Suppose I have samples of a signal(s) + noise process which is sampled 4x what is necessary for my desired spectral resolution.
My desire is to pick the signals out of the noise, but I have little to know a-priori knowledge of the noise characteristics. If this makes the problem intractable we can assume Gaussian or fractional Gaussian.
How can I make use of the oversampled data to improve PSD estimation? Obviously I can use the extra samples to get greater frequency resolution, but that is not my desire.
In typical Welch's method type of approaches, I can divide the data into possibly overlapping windows and average periodograms. Would it be essentially equivalent to construct 4 downsampled waveforms by taking every 4th sample, starting at sample 0, then 1, 2, and 3, compute periodograms of the 4 separate downsampled waveforms then average them? Would this also reduce the variance of the periodogram estimate similar to Welch's method?
You did not describe the BW of the noise. You described its density function but not its spectral spread.

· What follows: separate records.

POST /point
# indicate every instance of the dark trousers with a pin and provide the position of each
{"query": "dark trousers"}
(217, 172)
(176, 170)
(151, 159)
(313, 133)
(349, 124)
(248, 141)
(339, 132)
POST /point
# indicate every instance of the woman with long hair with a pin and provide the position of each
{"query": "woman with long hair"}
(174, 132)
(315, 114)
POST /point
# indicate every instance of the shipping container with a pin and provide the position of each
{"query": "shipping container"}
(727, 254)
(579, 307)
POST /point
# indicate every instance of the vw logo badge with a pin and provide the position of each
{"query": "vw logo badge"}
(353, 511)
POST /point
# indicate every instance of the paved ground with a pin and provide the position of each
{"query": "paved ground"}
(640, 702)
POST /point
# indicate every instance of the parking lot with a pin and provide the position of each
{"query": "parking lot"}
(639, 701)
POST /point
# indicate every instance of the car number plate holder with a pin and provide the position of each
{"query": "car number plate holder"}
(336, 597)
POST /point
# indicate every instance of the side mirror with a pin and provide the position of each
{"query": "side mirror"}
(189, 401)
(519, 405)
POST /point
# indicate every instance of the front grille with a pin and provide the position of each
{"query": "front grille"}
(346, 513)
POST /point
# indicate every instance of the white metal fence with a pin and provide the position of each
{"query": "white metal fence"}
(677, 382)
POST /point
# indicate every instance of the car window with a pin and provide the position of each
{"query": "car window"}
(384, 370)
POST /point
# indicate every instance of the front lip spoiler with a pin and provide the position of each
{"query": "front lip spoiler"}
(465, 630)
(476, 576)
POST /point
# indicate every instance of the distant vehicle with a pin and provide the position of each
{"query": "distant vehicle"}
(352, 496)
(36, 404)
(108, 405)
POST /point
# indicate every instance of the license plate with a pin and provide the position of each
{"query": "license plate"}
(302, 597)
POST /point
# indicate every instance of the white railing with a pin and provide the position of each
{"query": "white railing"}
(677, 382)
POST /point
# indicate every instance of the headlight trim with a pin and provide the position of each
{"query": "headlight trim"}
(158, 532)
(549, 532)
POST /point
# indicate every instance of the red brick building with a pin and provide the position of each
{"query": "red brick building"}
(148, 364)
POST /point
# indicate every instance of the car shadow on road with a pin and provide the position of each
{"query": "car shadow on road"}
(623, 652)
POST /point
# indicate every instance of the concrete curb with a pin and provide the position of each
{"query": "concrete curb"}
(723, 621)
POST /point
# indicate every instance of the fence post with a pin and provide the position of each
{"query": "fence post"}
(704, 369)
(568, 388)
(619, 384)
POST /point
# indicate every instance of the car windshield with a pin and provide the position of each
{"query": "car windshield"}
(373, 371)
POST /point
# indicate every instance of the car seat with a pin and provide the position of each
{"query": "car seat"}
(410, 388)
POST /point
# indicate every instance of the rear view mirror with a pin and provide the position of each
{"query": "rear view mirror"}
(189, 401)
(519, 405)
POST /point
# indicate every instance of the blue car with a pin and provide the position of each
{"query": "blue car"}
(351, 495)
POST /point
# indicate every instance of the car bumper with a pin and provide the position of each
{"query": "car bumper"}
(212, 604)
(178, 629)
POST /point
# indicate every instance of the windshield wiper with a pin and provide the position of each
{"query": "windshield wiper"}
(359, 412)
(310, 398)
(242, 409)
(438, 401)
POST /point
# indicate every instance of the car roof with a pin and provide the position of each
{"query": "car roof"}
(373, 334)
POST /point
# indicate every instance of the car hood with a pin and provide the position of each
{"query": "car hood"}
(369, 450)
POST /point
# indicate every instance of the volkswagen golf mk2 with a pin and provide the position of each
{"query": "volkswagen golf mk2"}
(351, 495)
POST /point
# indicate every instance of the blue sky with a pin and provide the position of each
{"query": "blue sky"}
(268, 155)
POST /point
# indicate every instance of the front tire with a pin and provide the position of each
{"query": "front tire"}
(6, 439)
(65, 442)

Is the noise band-limited to the signal bandwidth as it would be at the output of a matched filter? or is it white noise or colored noise with spectral content out to the half sample rate?

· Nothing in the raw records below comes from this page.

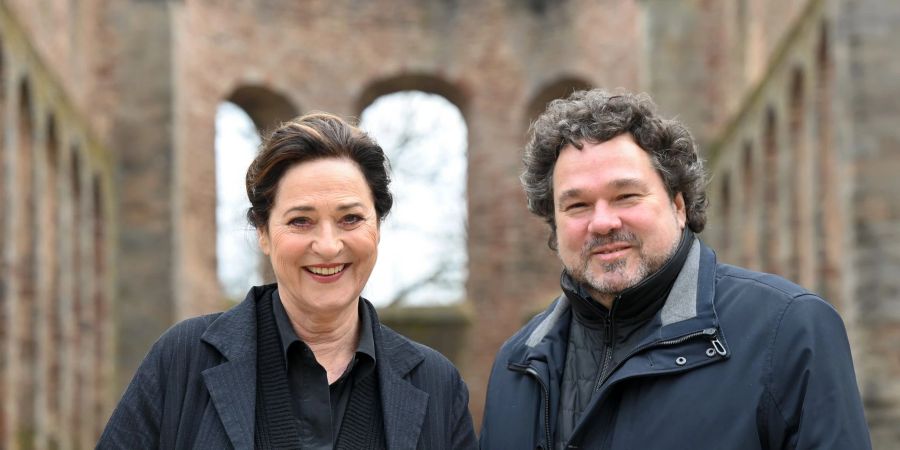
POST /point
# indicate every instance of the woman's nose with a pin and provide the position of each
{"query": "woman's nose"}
(328, 243)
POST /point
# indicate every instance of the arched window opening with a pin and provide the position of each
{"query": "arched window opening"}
(422, 255)
(238, 256)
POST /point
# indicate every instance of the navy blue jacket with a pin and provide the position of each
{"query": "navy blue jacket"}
(737, 360)
(197, 389)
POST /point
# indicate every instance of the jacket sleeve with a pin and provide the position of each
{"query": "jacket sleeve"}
(814, 400)
(135, 423)
(463, 432)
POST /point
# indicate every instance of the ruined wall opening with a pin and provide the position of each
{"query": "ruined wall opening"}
(750, 249)
(74, 333)
(25, 318)
(240, 120)
(725, 202)
(828, 215)
(100, 319)
(5, 178)
(422, 253)
(53, 337)
(771, 232)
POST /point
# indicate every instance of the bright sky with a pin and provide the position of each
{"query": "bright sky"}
(423, 238)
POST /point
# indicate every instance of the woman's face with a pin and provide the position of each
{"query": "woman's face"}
(322, 235)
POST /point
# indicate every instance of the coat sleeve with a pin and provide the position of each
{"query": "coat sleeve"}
(814, 399)
(463, 432)
(135, 423)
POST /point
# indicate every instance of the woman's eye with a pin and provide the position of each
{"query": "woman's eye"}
(352, 219)
(300, 222)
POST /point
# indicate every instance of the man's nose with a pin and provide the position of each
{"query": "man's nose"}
(604, 220)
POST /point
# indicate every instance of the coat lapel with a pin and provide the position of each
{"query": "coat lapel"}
(404, 405)
(232, 384)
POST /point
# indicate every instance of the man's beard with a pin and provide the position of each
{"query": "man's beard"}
(603, 286)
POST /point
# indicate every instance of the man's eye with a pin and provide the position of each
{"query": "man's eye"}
(574, 206)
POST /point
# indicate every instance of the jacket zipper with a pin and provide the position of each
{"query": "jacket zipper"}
(545, 398)
(712, 333)
(610, 334)
(607, 358)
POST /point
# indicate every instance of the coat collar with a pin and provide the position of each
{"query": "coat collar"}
(688, 308)
(233, 334)
(404, 405)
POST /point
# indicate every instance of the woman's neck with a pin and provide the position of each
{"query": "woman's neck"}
(333, 339)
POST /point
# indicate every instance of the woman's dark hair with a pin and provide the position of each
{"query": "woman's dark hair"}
(597, 116)
(307, 138)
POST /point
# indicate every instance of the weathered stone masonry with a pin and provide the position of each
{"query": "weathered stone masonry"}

The variance reduction you are seeking comes from averaging the spectra from essentially independent estimates of the spectrum. Normally that means 50% overlapped sliding Hann windowed signals for spectra with about 45 dB dynamic range...or 75% overlapped sliding Kaiser windowed signals for spectra with some 90-dB dynamic range. What we need is longer blocks of data to enable more overlapped intervals. Over sampling offers no benefit to the spectral estimation problem. If the data is oversampled 4-to-1 there is high correlation between adjacent time samples and the high correlation disrupts the variance reduction due to averaging. Down sampling, taking every 4-th sample starting at samples (1,2,3,4) will give you essentially the same data and will not improve stability of spectral estimate.
collect a longer run of data at Nyquist rate and then do the average of sliding windowed transform
There are at least 2 questions you posed.
In order to address them, it requires to clarify what you meant by "noise" in the "siganl(s) + noise process"?
Noise is a generic term and has many meanings and it really stands for Undesired Signals.
Undesired signals could be a Desired Signal to another user.
Also Undesired Signal, "noise", could mean Thermal noise, Quantization noise, Phase noise, etc.
By that definition, then it requires a better clarification of which noise, you are referring to.
Q1. "How can I make use of the oversampled data to improve PSD estimation?"
A1. Every time you sample data, the sampling process cause/introduces quantization noise.
You reduce the quantization noise relative to Nyquist rate by oversampling. Over sampling by x4, provides additional 6dB better (i.e. less) quantization noise in the sampling process, hence better SNR. But again, it depends how "noise" is defined.
Adding to the useful contributions from Shafie and Fred .
DFT frequency resolution = sampling rate/resolution thus I can safely assume that oversampling at ADC will increase resolution but upsampling afterwards may introduce further noise depending on method of upsampling.
PSD is a parametric estimate. "Big Box" Spectrum analysers use filter banks for direct estimation. There might be digital methods to do same.
Estimating out-of-band noise is possible but not sure about in-band noise no matter what resolution of DFT is used. Increasing resolution of DFT also introduces false noise floor reduction due to spread of same noise across more bins.
The Welch method is not the same as downsampling and averaging. Welch will keep the bandwidth and increase the width of the frequency bins. Downsampling and averaging will keep the frequency step but reduce the Nyquist frequency. I guess in your case you prefer downsampling and averaging.